We’re not all academics. We aren’t all specialists in lifting, or metabolism, or serum Vitamin D levels. And we shouldn’t be expected to be in order to live a fairly well-informed, healthy life.
If the experts expect us all to become experts in order to understand their work, they’re failing in their efforts to communicate to the public. Expecting me to click on all of the links to studies before I draw conclusions about it is like telling me I’m responsible for following the supply chain back to the farmer before I decide to buy a tomato. I rely upon systems to mostly do their job to mostly keep my food safe and nutritious. I rely upon researchers and science communicators to do most of the legwork to help me understand and interpret the latest research.
Well, the gents at Barbell Medicine are the first evidence-based folks I’ve heard openly acknowledge this fact, and I’m grateful for it. Maybe it’s because they’re medical doctors, and do not even consider themselves to be “experts” in all things they discuss. If someone with a medical degree does not feel sufficiently expert in a field they are passionate about, it seems particularly absurd to expect us layfolk to be able to discern the nuances of a study.
There’s a tunnel vision to the response to questions about who to trust or what the take-aways are to a particular study to “read the research” ourselves. The layers of assumptions built into the belief that we can all access the research, make sense of it, and hold it into the larger context of research as a whole, are not only inaccurate, but it also demonstrates researchers’ and academics” inability to identify their own positions of privilege.

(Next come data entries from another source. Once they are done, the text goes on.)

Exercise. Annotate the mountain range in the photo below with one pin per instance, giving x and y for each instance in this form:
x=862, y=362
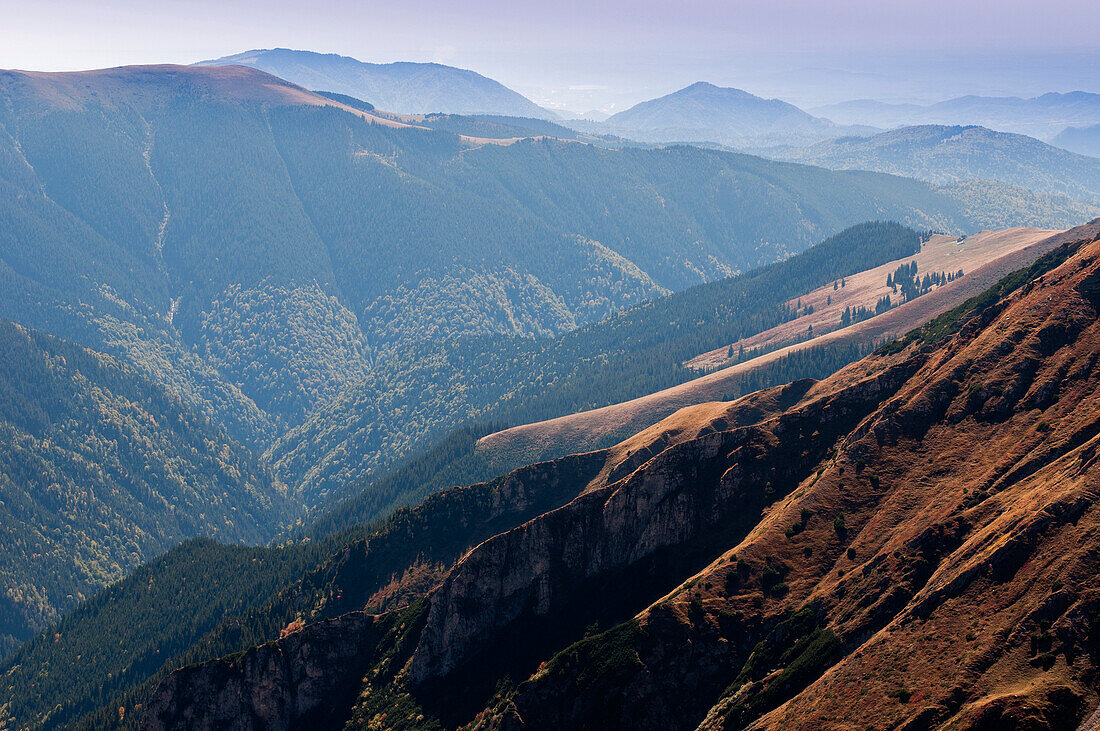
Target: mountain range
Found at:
x=1084, y=140
x=259, y=333
x=1041, y=117
x=950, y=154
x=908, y=541
x=704, y=112
x=331, y=286
x=400, y=87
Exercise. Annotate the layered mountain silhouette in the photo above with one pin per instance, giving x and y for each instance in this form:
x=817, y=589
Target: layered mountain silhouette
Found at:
x=948, y=154
x=399, y=87
x=706, y=112
x=259, y=313
x=1038, y=117
x=1084, y=140
x=910, y=541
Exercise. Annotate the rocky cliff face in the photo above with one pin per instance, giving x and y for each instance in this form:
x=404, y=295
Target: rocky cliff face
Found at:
x=911, y=543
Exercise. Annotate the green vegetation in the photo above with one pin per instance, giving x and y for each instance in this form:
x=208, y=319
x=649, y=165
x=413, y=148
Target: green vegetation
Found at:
x=518, y=380
x=100, y=471
x=983, y=305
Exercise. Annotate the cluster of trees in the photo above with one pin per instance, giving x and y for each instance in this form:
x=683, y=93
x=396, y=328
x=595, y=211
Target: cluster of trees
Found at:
x=101, y=469
x=911, y=285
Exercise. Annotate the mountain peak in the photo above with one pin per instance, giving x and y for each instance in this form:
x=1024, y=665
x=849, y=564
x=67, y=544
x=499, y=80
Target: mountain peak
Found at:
x=405, y=87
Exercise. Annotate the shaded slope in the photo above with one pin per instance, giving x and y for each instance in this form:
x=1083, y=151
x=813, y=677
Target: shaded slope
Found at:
x=585, y=430
x=774, y=558
x=705, y=112
x=100, y=471
x=947, y=154
x=400, y=87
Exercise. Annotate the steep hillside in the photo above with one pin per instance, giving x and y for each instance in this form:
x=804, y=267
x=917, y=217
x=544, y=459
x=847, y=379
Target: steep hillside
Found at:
x=911, y=541
x=402, y=87
x=948, y=154
x=794, y=342
x=1038, y=117
x=639, y=351
x=100, y=471
x=260, y=248
x=704, y=112
x=1082, y=140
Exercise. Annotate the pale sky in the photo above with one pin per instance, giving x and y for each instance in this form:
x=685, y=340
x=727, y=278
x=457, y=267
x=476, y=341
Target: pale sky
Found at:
x=606, y=54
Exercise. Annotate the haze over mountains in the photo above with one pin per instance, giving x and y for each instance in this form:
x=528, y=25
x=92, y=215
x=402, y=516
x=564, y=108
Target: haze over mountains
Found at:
x=1084, y=140
x=706, y=112
x=398, y=87
x=948, y=154
x=290, y=300
x=1041, y=117
x=330, y=286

This is why it is so important that folks in these positions of power and authority not abuse the trust of the public, so that we can count on them to help us access this information.
There’s lots of good information in this podcast, but it was this conversation near the end that really stuck out to me. I’m grateful to Barbell Medicine for being reliable, ethical voices of evidence-based health and fitness, and for understanding their role in helping the rest of us apply the ever-growing research to our lives.